The Park Slope woman whose disappearance has stunned the neighborhood for more than a week was last seen at a deli near her 14th Street home a full day after she allegedly vanished after a fight with her boyfriend.
Mike Haden, the owner of La Dolce Vita deli at the corner of Seventh Avenue, told Marion McCleneghan’s mother this morning that the 40-year-old woman was in tears when she came into the shop on Feb. 8 at around 7 pm.
“She said to him, ‘Goodbye — you won’t be seeing me anymore,” McCleneghan’s mother, Barbara Sullivan, told The Brooklyn Paper. “She said she was headed to Long Island.”
That testimony is contrary to reports that McCleneghan was last seen leaving a party at her boyfriend’s 14th Street home at 2 am on Feb. 7, just a few doors down from her own apartment.
The boyfriend, Richard Eric Sosa, has been unreachable.
Sullivan said that Sosa and her daughter were “drinking buddies,” and that McCleneghan had intended to spend the night of Feb. 7 at Sosa’s place. But the two quarrelled and McCleneghan left the party “in a huff,” Sullivan said.

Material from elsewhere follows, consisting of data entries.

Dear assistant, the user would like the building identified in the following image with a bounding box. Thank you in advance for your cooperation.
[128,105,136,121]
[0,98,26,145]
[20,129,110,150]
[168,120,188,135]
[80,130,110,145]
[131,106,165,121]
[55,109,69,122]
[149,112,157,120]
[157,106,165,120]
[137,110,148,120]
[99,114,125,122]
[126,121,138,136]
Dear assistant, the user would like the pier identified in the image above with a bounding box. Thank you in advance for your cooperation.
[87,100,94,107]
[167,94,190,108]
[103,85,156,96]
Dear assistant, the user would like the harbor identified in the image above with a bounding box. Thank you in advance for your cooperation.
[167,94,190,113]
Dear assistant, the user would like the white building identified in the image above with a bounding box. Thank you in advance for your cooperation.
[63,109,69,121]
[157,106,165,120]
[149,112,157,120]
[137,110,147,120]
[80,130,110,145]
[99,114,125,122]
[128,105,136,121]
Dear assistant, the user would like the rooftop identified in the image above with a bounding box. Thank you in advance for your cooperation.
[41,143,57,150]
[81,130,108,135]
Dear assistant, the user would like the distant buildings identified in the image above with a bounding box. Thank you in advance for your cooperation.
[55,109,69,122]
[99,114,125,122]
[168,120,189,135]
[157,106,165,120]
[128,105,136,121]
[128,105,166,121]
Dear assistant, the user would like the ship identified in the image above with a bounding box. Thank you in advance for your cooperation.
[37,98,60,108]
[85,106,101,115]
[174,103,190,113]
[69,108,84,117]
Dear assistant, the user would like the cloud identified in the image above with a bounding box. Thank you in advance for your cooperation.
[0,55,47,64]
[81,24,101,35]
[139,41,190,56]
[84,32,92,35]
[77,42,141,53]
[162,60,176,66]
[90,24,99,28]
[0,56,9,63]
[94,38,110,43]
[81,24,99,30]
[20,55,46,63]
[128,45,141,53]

That explains why initial reports suggested that Sosa had been the last person to see McCleneghan. The Post reported that Sosa had a scratch on his face and that he was initially cooperating with police, but has since gotten a lawyer.
Sullivan said that Sosa and her daughter were in the process of breaking up — the latest trauma for McCleneghan, who is undergoing therapy for anxiety.
“She was having a rough year — first she lost a friend, then her father and two aunts,” said Sullivan, who also mentioned that McCleneghan had been regretting her decision to separate from her husband, Benjamin Soto.
Sullivan said she doesn’t know what McCleneghan’s somber “goodbye” implies, but she remains suspicious about several factors in the disappearance. Her daughter left two packs of unopened cigarettes and $300 at home before she vanished, and hasn’t used or answered her phone since. Plus, the only person McCleneghan knows in Long Island is her brother, who hasn’t heard from her, Sullivan said.
Soto and other members of McCleneghan’s family admit McCleneghan was having some emotional issues, but said her condition and medication didn’t affect her “extremely smart, alert, well-spoken” demeanor.
Soto noted that the two were in consistent, friendly contact despite the separation, and can’t believe that she might run away.
“She just got a new job, she’s extremely happy, and she wouldn’t just pack up and leave,” he said.
A detective on the case said the search for McCleneghan is a priority. Sullivan’s talk with deli workers revealed that her daughter was last seen wearing jeans, a bright-colored shirt, a baseball cap and a “big pocketbook.” She had her hair down.